Quando il “Piano Bulgaria” è diventato di dominio pubblico, le autorità bulgare hanno imposto a Malofeev e Reshetnikov un divieto di ingresso per 10 anni e Malinov è stato accusato di spionaggio dalla Procura e gli è stato vietato di uscire dalla Bulgaria. All’inizio del 2023, il politico è stato designato dall’Office of Foreign Assets (OFAC) del Dipartimento del Tesoro in base al Global Magnitsky Human Rights Accountability Act per l’ampio coinvolgimento nella corruzione in Bulgaria.

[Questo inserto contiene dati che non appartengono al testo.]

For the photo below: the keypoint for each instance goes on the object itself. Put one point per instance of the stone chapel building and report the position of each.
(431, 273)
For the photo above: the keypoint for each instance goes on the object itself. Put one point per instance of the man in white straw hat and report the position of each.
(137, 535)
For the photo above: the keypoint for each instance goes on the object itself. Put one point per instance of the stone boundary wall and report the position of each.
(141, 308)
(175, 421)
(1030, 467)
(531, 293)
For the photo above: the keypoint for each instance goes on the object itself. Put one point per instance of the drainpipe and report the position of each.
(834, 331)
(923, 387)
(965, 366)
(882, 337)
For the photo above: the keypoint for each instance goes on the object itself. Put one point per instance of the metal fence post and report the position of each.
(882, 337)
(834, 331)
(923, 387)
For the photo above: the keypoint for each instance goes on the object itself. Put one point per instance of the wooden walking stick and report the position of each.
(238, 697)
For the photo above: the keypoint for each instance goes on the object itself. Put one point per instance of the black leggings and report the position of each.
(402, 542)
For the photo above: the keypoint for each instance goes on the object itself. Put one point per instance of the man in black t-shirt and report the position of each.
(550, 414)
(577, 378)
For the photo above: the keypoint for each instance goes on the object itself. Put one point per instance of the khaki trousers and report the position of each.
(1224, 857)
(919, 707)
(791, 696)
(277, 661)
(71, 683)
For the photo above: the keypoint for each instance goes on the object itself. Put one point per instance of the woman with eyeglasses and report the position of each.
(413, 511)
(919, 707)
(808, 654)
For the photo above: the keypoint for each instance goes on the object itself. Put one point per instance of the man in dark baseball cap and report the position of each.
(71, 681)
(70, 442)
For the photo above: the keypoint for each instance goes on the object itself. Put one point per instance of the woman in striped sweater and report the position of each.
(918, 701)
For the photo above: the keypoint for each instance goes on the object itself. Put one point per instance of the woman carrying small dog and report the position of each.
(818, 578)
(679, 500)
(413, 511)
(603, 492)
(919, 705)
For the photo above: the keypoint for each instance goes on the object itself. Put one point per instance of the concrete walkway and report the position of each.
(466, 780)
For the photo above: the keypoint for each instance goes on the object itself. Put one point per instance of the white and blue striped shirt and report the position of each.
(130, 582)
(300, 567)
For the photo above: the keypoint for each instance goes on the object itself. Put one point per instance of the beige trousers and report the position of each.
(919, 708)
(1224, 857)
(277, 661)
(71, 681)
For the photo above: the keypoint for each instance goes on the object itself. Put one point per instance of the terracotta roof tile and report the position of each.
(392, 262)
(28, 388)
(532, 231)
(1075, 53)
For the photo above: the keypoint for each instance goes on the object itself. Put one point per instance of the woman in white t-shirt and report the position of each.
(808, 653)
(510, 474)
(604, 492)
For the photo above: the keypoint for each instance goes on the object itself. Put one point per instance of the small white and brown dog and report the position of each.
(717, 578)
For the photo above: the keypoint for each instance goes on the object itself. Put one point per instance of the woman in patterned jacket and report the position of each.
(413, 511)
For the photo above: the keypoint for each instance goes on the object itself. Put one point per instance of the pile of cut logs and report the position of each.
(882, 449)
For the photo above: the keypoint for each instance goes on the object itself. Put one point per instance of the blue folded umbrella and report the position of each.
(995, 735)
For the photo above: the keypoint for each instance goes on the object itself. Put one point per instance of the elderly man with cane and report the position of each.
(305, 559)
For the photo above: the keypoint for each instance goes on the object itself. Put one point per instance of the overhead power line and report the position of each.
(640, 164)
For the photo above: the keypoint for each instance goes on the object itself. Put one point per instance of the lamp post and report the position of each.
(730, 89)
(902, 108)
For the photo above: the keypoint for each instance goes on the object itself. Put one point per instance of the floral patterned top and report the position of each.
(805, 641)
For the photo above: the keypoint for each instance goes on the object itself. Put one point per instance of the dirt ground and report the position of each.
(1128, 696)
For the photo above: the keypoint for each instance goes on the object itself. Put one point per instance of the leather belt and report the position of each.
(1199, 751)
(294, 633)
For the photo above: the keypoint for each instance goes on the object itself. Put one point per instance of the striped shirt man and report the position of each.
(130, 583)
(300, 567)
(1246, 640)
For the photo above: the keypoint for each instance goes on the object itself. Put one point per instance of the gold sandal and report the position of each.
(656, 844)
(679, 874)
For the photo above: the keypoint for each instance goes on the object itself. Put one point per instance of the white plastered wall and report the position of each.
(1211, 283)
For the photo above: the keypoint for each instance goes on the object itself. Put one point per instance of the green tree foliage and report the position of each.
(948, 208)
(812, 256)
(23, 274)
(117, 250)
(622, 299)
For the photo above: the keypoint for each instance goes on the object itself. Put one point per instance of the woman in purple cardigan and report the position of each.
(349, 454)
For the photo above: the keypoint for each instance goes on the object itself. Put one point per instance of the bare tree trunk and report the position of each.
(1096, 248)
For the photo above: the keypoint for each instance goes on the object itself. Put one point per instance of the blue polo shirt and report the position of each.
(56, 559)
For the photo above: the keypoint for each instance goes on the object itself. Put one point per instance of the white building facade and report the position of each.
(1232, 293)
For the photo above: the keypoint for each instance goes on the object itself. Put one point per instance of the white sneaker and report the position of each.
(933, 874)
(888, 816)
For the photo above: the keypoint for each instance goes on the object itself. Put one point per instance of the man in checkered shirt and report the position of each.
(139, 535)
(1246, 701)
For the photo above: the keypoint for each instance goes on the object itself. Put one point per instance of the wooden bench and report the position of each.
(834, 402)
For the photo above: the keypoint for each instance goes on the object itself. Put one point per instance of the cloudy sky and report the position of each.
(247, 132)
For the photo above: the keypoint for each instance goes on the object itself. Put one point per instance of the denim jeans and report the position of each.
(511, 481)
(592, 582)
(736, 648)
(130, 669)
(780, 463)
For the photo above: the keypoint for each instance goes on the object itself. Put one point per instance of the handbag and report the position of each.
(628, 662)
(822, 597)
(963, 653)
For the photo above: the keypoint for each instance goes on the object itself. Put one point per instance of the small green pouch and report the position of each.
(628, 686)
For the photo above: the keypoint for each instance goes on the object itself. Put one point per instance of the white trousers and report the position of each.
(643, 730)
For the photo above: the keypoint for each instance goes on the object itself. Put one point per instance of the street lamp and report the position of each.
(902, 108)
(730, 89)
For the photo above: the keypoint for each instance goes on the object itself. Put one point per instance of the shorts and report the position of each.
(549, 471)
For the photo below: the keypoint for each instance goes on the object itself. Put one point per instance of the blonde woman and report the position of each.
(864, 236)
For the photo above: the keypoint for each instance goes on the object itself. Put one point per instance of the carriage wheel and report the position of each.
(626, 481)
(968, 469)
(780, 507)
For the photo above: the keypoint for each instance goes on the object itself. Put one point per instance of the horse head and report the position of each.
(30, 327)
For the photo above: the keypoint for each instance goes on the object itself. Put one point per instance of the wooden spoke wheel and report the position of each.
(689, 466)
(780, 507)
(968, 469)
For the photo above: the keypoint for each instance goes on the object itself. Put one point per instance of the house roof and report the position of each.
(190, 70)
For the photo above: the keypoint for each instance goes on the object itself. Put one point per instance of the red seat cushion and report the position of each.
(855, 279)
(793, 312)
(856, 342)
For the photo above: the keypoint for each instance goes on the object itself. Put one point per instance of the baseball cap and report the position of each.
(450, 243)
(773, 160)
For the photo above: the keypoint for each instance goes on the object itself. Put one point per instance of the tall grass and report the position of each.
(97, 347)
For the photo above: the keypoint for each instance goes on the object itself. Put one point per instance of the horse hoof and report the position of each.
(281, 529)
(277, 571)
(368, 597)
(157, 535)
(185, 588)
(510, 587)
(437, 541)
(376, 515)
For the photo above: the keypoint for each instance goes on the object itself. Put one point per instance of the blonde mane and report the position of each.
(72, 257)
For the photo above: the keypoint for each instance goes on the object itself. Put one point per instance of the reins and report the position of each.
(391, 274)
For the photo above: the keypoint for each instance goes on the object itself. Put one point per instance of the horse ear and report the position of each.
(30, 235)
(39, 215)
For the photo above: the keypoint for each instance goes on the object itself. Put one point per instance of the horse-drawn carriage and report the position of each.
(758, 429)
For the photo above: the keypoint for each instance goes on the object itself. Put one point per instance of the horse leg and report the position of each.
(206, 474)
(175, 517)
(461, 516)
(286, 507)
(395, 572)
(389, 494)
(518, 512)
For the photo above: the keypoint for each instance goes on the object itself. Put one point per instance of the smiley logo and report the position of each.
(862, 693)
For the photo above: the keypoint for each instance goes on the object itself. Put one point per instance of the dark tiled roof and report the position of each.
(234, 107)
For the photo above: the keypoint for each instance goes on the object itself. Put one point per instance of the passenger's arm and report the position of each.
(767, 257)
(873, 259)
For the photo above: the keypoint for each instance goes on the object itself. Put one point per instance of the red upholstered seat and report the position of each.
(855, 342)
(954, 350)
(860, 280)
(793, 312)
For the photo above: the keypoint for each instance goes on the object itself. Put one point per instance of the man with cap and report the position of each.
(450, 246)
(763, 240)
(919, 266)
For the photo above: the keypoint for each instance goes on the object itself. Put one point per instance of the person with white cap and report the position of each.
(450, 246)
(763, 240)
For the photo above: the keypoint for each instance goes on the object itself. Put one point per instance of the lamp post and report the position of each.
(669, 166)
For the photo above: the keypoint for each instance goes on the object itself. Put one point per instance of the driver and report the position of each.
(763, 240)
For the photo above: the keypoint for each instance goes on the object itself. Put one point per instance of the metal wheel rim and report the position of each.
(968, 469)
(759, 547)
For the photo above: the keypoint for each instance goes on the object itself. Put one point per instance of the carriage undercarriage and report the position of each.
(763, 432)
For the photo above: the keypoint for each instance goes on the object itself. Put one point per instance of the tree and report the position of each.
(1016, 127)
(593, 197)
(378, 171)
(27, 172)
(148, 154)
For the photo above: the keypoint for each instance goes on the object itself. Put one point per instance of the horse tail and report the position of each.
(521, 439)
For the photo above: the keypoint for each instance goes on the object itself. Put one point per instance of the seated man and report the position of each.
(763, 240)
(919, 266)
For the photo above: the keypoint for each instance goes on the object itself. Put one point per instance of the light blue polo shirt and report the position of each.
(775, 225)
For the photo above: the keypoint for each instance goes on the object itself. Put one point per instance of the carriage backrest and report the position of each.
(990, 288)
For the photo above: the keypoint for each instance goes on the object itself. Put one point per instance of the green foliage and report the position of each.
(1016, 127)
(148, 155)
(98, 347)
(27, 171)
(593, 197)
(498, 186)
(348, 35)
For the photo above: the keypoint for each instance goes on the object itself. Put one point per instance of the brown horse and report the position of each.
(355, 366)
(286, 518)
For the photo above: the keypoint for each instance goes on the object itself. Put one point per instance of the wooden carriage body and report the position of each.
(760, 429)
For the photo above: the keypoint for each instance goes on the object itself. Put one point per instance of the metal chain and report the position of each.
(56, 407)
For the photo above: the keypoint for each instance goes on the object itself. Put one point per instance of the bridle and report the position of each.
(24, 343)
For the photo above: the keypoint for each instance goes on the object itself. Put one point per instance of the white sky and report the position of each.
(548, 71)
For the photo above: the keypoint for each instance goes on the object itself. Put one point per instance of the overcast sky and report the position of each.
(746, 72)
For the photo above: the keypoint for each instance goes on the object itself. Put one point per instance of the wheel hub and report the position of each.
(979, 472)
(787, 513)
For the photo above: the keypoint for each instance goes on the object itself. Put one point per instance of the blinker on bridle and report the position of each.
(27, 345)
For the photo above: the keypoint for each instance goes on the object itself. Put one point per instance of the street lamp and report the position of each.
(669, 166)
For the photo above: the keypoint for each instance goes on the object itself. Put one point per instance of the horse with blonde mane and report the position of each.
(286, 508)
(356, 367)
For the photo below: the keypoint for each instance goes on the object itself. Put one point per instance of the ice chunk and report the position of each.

Chi sono i compari di Malofeev, attraverso i quali intendeva assumere il controllo di questi asset strategici in Bulgaria? Una persona, presentata come investitore belga, ma con passaporto russo, Pierre Louvrier, che secondo le ricerche dei media, tra cui il giornalista investigativo Hristo Grozev di Bellingcat, è legato non solo a Malofeev ma anche al leader dei separatisti russi nel Donbas Igor Strelkov-Girkin. Oltre a Louvrier, un altro “prestanome” coinvolto nello schema è stato il produttore americano Jack Hanick, incriminato dalla Procura degli Stati Uniti con l’accusa di aver consapevolmente aiutato Malofeev a creare una rete di canali televisivi ortodossi di estrema destra nei Balcani, compresa la Bulgaria.
Come si può notare, l’unico partecipante a questa vicenda che attualmente rimane immune dalla giustizia sia in Bulgaria che negli Stati Uniti è l’oligarca Tzvetan Vassilev. Pur essendosi nascosto in Serbia già da 9 anni, è ovviamente ostinato nei suoi sforzi per corrompere il processo politico in Bulgaria e per cambiare l’orientamento geopolitico del Paese, spingendolo di nuovo nella sfera di influenza della Russia. La sua storia e quella degli altri oligarchi bulgari e dei politici a loro vicini è sintomatica delle ragioni per cui il Paese continua a essere diviso tra Occidente e Oriente.